The vocabulary content and charades suggested as a strategy for ELLs [English Language Learners] is just good teaching for all kids.

Parents who encourage [not insist] their children to be bilingual or multilingual understand the importance and benfits of doing so. With the constantly growing and diverse world population, the ability to speak multiple languages is increasingly important. In order to improve the sharing of knowledge, materials, and wealth, everyone should learn another language besides just English or one's native tongue.
~Suzy Leopold

mary ann rodman said...

April (and Damon, too) I'm not sure what a "Sudden Hero" is, but if it has the word "hero" in it, I accept gratefully.
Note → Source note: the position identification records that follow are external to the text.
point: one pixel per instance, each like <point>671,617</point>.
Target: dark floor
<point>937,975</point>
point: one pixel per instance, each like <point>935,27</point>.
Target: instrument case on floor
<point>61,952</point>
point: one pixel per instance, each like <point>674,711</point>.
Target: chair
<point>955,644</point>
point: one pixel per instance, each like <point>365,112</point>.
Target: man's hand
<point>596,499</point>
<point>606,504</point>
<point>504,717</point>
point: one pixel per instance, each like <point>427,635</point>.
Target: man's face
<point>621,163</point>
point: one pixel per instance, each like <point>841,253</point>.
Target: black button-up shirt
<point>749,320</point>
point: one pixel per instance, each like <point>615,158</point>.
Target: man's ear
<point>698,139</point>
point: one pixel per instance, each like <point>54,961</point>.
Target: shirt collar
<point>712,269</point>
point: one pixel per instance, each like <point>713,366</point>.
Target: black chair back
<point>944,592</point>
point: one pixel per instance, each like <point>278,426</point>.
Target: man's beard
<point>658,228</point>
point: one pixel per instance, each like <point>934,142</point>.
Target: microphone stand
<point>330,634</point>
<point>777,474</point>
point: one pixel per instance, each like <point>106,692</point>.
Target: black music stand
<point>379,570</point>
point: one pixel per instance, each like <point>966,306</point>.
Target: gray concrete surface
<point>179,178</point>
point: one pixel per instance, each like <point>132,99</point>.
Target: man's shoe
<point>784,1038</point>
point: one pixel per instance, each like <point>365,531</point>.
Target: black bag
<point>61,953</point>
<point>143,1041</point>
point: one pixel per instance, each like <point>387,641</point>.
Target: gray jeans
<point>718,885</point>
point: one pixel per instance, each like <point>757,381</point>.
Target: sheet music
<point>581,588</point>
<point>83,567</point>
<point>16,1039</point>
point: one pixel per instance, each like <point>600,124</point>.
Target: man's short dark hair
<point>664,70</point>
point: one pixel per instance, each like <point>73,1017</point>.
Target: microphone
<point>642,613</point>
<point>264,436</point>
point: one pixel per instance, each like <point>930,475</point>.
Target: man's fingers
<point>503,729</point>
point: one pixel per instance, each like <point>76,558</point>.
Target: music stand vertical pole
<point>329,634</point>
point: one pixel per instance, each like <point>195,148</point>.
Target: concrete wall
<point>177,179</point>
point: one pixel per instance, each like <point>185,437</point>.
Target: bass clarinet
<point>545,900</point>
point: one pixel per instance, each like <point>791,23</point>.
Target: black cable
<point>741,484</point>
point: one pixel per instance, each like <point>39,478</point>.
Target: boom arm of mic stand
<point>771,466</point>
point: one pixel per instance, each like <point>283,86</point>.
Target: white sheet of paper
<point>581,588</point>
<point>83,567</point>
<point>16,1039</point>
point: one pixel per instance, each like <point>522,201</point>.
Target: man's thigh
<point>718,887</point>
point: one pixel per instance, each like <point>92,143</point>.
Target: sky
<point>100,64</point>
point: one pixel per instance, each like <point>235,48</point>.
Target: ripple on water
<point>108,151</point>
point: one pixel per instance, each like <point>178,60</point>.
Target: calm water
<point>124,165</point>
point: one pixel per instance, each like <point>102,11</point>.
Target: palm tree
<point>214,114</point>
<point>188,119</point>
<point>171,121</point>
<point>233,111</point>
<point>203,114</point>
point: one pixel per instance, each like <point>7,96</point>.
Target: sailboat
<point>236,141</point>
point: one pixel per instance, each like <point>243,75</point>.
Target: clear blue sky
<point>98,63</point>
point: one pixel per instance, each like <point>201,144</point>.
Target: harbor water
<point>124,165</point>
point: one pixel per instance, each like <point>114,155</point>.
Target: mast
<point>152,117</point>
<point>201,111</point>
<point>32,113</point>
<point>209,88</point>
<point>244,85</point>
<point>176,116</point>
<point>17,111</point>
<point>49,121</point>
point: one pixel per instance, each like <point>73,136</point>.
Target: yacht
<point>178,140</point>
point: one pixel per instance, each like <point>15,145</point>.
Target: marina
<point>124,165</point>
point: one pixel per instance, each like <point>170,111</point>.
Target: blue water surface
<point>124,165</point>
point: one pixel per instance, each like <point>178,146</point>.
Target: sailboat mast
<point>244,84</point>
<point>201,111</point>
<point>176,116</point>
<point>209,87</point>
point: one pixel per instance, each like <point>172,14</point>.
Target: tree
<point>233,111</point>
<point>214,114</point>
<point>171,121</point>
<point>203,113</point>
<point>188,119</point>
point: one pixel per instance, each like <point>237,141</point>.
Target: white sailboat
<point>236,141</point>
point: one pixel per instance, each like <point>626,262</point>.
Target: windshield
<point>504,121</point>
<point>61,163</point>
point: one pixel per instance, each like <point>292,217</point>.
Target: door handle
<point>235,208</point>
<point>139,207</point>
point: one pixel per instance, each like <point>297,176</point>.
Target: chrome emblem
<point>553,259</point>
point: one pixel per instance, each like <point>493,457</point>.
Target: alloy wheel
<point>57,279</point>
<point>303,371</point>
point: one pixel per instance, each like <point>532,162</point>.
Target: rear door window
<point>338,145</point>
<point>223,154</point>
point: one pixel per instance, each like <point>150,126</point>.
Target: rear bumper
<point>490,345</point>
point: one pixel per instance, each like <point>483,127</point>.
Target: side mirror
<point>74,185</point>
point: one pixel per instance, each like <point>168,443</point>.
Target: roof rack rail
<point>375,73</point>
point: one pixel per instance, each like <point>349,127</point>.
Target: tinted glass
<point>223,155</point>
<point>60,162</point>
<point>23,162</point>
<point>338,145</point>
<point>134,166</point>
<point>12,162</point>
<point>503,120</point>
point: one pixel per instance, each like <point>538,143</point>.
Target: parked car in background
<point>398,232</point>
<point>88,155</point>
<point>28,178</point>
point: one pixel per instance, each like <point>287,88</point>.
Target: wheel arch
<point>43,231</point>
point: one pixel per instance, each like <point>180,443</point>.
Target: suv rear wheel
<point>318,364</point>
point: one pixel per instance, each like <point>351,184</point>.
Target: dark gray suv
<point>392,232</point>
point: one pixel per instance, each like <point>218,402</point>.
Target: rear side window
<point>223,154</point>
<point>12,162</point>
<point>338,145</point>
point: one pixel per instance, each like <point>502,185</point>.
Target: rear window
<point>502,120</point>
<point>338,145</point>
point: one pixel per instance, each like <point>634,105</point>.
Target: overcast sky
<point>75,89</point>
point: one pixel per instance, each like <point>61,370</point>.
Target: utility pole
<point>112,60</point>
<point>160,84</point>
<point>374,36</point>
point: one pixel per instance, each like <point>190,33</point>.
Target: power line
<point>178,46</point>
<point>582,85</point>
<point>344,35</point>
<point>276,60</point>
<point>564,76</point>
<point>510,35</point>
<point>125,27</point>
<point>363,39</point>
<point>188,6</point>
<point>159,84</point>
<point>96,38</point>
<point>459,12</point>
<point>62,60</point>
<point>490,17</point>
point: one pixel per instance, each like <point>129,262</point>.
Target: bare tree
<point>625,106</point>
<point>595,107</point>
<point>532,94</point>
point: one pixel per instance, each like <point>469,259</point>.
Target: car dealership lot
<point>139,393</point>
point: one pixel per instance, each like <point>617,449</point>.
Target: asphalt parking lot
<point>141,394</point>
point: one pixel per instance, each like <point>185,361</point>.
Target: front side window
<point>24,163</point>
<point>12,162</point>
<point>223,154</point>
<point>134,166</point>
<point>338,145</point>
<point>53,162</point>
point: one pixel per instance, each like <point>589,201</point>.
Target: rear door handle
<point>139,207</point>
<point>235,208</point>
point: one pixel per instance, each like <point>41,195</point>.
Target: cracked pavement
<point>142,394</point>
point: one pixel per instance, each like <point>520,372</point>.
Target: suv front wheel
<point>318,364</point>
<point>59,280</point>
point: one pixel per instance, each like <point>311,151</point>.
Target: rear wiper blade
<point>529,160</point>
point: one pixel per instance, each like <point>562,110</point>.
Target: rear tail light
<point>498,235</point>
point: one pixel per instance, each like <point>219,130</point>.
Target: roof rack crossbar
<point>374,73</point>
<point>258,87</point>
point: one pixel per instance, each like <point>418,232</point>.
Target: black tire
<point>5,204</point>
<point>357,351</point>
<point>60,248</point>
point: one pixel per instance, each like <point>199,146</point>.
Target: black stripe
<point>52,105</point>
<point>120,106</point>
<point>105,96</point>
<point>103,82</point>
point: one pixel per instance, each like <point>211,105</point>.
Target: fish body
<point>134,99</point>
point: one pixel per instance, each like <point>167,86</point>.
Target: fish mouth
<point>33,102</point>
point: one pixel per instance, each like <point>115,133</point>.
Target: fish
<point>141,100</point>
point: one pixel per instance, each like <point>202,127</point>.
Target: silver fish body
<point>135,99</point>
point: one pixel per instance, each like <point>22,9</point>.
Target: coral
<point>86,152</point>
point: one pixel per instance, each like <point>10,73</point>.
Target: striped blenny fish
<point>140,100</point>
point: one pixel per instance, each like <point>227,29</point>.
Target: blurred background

Garden Girl, some of my first students were students whose parents somehow had the idea that this was a remedial grammar class. I couldn't really explain to them because they didn't speak English at all. (The kids told me that was what their parents expected). I crafted the "contests" to build vocabulary (their grammar was impeccable, but their vocabulary wasn't adequate for what they wanted to write. And I could do this so the "native English speaking" half of the group wouldn't catch on. As for the dual language thing, I think it is a wonderful thing to be fluent in more than one language. It is not so wonderful when it becomes a punitive thing, and a sad thing when one of the parents can only communicate in their native language. I once had a group of girls who were carpooled every day by the same mom...the one who could speak a little English. And I can thank Anne Lamott for my own personal realization that writers can be slapdash the first draft around, just get the story out. Otherwise,I would still be sitting in front of my laptop, musing over the first word of my first book! Thank you all fr your kind comments.